Washington D.C. - 11 July 2026 - The World Institute for Conservation and Environment (WICE) shares reflections from Kenneth MacClune, WICE’s Environment Advisor, who just returned from London Climate Action Week (LCAW) 2026, which ran from 20 to 28 June. MacClune attended on behalf of People’s Courage International (PCI), contracted through ISET-International. He presented research on climate risk and informality. His read on the week informs how WICE should continue to build out its blended finance work.


Ken MacClune, WICE Environment Advisor, and Laura Hammet, WICE Consultant, meeting for coffee during London Climate Week.
Ken MacClune, WICE Environment Advisor, and Laura Hammet, WICE Consultant, meeting for coffee during London Climate Week.

LCAW 2026 convened under the theme “Climate Cooperation in a Fractured World.” Programming covered finance, resilience, energy, nature, health, governance, geopolitics, and diplomacy. The week drew a strong turnout despite a sustained and record heatwave, quite timely and ironic for all of the climate researchers and activists in attendance.


For MacClune, a significant takeaway from LCA was the change in posture. Climate action has moved from setting targets to making systems deliver; and it is doing so under harsher conditions. Finance was the dominant thread of the week, in which discussions centered on capital allocation, measurable outcomes, and the trying to close the gap between commitments and money that actually moves.

UN Secretary-General António Guterres argued that finance ministries, central banks, planning ministries, and public investment authorities should treat climate risk as core economic policy. He added that capital markets should value resilience rather than treat it as a soft public-good add-on.

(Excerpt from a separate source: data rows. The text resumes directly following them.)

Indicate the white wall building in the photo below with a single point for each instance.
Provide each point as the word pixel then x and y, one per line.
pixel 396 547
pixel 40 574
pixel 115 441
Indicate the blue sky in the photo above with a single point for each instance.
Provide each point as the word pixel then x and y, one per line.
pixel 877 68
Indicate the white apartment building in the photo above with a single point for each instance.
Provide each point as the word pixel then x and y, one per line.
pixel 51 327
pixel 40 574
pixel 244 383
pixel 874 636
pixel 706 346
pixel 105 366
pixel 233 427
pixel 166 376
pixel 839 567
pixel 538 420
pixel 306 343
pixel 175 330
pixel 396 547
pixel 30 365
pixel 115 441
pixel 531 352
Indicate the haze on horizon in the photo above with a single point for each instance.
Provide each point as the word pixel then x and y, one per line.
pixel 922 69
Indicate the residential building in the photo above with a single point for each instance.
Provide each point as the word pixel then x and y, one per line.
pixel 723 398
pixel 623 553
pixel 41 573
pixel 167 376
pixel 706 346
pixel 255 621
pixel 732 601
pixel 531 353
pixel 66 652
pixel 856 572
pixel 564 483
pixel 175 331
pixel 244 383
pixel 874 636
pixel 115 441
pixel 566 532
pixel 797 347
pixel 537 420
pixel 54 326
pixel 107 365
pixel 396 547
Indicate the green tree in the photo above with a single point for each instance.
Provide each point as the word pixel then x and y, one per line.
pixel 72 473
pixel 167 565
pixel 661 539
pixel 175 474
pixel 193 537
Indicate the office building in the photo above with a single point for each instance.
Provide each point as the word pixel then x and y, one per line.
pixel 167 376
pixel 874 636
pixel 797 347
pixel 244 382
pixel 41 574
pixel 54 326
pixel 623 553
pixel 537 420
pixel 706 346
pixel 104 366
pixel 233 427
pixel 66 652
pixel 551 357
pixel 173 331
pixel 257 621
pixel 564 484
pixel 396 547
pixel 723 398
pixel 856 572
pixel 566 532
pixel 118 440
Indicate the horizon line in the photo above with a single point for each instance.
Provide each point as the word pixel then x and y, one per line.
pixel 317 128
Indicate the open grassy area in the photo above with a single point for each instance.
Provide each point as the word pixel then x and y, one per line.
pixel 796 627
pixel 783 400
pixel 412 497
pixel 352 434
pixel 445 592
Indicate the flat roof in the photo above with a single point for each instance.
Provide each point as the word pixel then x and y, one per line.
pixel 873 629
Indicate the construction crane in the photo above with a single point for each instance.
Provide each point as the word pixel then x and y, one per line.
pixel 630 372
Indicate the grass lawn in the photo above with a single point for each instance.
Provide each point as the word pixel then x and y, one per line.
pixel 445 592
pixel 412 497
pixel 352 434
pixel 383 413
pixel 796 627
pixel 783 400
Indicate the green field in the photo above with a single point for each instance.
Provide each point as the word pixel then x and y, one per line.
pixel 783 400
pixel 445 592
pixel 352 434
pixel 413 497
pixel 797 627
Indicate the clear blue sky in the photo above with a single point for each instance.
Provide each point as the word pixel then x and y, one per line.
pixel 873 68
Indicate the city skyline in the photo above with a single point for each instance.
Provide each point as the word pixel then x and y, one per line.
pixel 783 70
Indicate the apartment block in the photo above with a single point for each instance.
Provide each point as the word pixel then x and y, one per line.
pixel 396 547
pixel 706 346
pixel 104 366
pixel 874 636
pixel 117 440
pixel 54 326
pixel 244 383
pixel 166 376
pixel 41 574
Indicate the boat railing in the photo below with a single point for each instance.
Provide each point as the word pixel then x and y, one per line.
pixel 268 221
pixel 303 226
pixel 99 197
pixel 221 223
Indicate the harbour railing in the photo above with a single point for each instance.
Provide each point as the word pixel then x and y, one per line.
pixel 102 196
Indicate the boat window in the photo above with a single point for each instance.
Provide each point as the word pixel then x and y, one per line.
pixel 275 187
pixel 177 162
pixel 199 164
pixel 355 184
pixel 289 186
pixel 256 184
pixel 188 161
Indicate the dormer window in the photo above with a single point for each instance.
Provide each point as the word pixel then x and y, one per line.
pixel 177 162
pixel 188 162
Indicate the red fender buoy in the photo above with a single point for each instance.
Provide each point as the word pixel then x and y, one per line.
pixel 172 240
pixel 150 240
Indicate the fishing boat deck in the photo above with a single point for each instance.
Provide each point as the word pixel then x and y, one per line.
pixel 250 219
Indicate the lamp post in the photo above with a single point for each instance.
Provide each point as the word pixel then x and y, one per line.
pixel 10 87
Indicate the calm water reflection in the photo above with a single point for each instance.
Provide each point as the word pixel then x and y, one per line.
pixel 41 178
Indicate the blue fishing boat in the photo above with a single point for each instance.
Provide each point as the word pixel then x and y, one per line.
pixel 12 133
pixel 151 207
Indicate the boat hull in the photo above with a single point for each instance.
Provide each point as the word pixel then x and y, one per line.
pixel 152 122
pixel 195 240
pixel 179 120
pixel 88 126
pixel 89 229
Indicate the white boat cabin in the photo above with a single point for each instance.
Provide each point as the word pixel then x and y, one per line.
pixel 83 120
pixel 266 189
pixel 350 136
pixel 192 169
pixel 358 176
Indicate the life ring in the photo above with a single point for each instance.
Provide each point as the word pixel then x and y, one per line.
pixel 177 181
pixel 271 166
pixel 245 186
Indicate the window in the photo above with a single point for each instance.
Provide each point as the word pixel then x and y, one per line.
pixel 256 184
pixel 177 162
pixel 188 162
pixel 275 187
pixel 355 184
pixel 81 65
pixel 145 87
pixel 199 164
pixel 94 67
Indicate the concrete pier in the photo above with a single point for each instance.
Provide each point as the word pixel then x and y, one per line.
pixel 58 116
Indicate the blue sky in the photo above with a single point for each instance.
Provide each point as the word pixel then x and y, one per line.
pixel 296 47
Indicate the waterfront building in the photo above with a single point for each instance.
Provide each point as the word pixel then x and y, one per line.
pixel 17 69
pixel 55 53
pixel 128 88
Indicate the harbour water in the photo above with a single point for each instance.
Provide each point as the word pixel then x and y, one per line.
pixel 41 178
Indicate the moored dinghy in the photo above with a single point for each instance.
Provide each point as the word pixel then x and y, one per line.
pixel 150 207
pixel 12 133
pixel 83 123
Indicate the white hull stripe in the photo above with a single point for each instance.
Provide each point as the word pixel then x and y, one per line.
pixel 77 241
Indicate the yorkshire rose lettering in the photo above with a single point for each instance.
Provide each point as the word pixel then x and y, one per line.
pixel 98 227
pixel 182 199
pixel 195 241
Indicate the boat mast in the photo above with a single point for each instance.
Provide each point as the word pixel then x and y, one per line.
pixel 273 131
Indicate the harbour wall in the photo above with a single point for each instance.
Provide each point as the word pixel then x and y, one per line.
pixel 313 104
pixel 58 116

MacClune’s own contribution centers on a gap he calls grounded finance.


“Grounded finance is capital that reaches the places where people live, work, and move, and that changes conditions on the ground rather than sitting in instruments and pledges one or two steps removed from the people it is meant to protect,” said MacClune. “The week was strong on the architecture of finance and thin on the plumbing that connects it to the populations most exposed.”

MacClune identified the deeper issue as a power differential. Global finance sits on one side, while the communities that need financing to meet their own adaptation needs sit on the other. When terms are set far from the ground, the effect is not only slower flows. It skews what gets funded toward responses that fit the financier’s risk model rather than the community’s reality. Adaptation is by nature a bottom-up problem. MacClune assessed the resulting risk of maladaptation as high.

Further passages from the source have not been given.